Bearing steels used for ball and roller bearing applications are comprised of low carbon (0.10 to 0.20% C) case-hardened steels and high carbon (-1.0% C) through-hardened steels. Many of these steels are covered by SAE/AISI designations.
High-carbon steels contain from 0.60 to 1.00% C with manganese contents ranging from 0.30 to 0.90%.
High Carbon content provides high hardness and strength. Hardest and least ductile. Used in hardened and tempered condition Strong carbide formers like Cr, V, W are added as alloying elements to from carbides of these metals. Used as tool and die steels owing to the high hardness and wear resistance property
Ultrahigh-carbon steels are experimental alloys containing 1.25 to 2.0% C. These steels are thermomechanically processed to produce micro structures that consist of ultra fine, equiaxed grains of spherical, discontinuous proeutectoid carbide particles.
Carbon steel Properties
High carbon steel will be any type of steel that contains over 0.8% carbon but less than 2.11% carbon in its composition.

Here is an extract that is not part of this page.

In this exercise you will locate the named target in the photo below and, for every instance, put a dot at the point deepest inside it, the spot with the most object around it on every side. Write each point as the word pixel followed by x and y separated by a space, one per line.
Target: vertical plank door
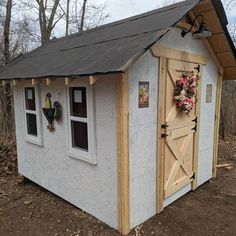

The average level of carbon found in this metal usually falls right around the 1.5% mark. High carbon steel has a reputation for being especially hard, but the extra carbon also makes it more brittle than other types of steel. This type of steel is the most likely to fracture when misused.
Cold Drawn carbon steel is typically numbered with the prefix “10” in the AISI numbering system,
followed by two numbers that represent the nominal percentage of carbon in the product (up to 100%). For example, C1018 has 0.18% carbon, while C1045 has 0.45%.
Generally carbon adds hardness to the material which improves wearability. For carbon contents above 0.30%, the product may be direct hardened. Carbon steel beneath this level typically require carburizing when heat treated in which carbon molecules are introduced so that a hardened “skin” is able to be developed on the surface, or “case”. This is where the concept of case hardening is found.
Carbon is maximized at less than 1.00% of steel because for levels above this percentage material can become brittle. Generally, the higher the carbon content, the more difficult carbon steel is to machine.
Effects of Alloying Elements
Manganese – strength and hardness; decreases ductility and weldability; effects hardenability of steel.
Phosphorus – increases strength and hardness and decreases ductility and notch impact toughness of steel.
Sulfur - decreases ductility and notch impact toughness weldability decreases. Found in the form of sulfide inclusions.
Silicon – one of the principal deoxidizers used in steel making. In low-carbon steels, silicon is generally detrimental to surface quality.
Copper – detrimental to hot-working steels; beneficial to corrosion resistance (Cu>0.20%)
Nickel - ferrite strengthener; increases the hardenability and impact strength of steels.
Molybdenum - increases the hardenability; enhances the creep resistance of low-alloy steels
Carbon Steel Uses
High carbon steel remains popular for a wide variety of uses. This type of steel is preferred in the manufacturing of many tools such as drill bits, knives, masonry nails, saws, metal cutting tools, and woodcutting tools. These materials may be used for stampings, forgings, seamless tubes, and boiler plate. Typical uses are in automobile body panels, tin plate, and wire products.
The uses of medium carbon-manganese steels include shafts, axles, gears, crankshafts, couplings and forgings. Steels in the 0.40 to 0.60% C range are also used for rails, railway wheels and rail axles.